"""
.. _tutorial-extending-nwb:

Extending NWB
=============

The NWB format was designed to be easily extendable. Here we discuss some of the basic functionality
in PyNWB for creating  Neurodata Extensions (NDX).

.. seealso::

    For a more in-depth, step-by-step guide on how to create, document, and publish NWB extensions, we highly
    recommend visiting the :nwb_overview:`extension tutorial <extensions_tutorial/extensions_tutorial_home.html>`
    on the :nwb_overview:`nwb overview <>` website.
"""

####################
# .. _defining_extension:
#
# Defining extensions
# -----------------------------------------------------
#
# Extensions should be defined separately from the code that uses the extensions. This design decision is
# based on the assumption that the extension will be written once, and read or used multiple times. Here, we
# provide an example of how to create an extension for subsequent use.
#
# The following block of code demonstrates how to create a new namespace, and then add a new `neurodata_type`
# to this namespace. Finally,
# it calls :py:meth:`~hdmf.spec.write.NamespaceBuilder.export` to save the extensions to disk for downstream use.

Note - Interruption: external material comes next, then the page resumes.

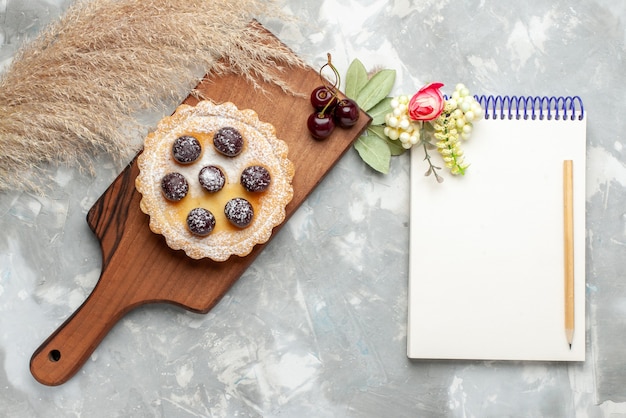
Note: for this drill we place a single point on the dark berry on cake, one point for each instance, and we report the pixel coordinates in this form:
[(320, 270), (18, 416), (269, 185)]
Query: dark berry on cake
[(186, 149), (174, 186), (212, 178), (239, 212), (200, 221), (228, 141)]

# sphinx_gallery_thumbnail_path = 'figures/gallery_thumbnails_extensions.png'
from pynwb.spec import NWBAttributeSpec, NWBGroupSpec, NWBNamespaceBuilder

ns_path = "mylab.namespace.yaml"
ext_source = "mylab.extensions.yaml"

ns_builder = NWBNamespaceBuilder(
    "Extension for use in my Lab", "mylab", version="0.1.0"
)
ns_builder.include_namespace("core")

ext = NWBGroupSpec(
    "A custom ElectricalSeries for my lab",
    attributes=[NWBAttributeSpec("trode_id", "the tetrode id", "int")],
    neurodata_type_inc="ElectricalSeries",
    neurodata_type_def="TetrodeSeries",
)

ns_builder.add_spec(ext_source, ext)
ns_builder.export(ns_path)

####################
# Running this block will produce two YAML files.
#
# The first file, mylab.namespace.yaml, contains the specification of the namespace.
#
# .. code-block:: yaml
#
#     namespaces:
#     - doc: Extension for use in my Lab
#       name: mylab
#       schema:
#       - namespace: core
#         neurodata_type:
#         - ElectricalSeries
#       - source: mylab.extensions.yaml
#
# The second file, mylab.extensions.yaml, contains the details on newly defined types.
#
# .. code-block:: yaml
#
#     groups:
#     - attributes:
#       - doc: the tetrode id
#         dtype: int
#         name: trode_id
#       doc: A custom ElectricalSeries for my lab
#       neurodata_type_def: TetrodeSeries
#       neurodata_type_inc: ElectricalSeries
#
# .. tip::
#
#     Detailed documentation of all components and `neurodata_types` that are part of the core schema of NWB:N are
#     available in the `schema docs <https://nwb-schema.readthedocs.io/en/latest/>`_ .
#     Before creating a new type from scratch, please have a look at the schema docs to see if using or extending an
#     existing type may solve your problem. Also, the schema docs are helpful when extending an existing type to
#     better understand the design and structure of the neurodata_type you are using.


####################
# .. _using_extension:
#
# Using extensions
# -----------------------------------------------------
#
# After an extension has been created, it can be used by downstream code for reading and writing data.
# There are two main mechanisms for reading and writing extension data with PyNWB.
# The first involves defining new :py:class:`~pynwb.core.NWBContainer` classes that are then mapped
# to the neurodata types in the extension.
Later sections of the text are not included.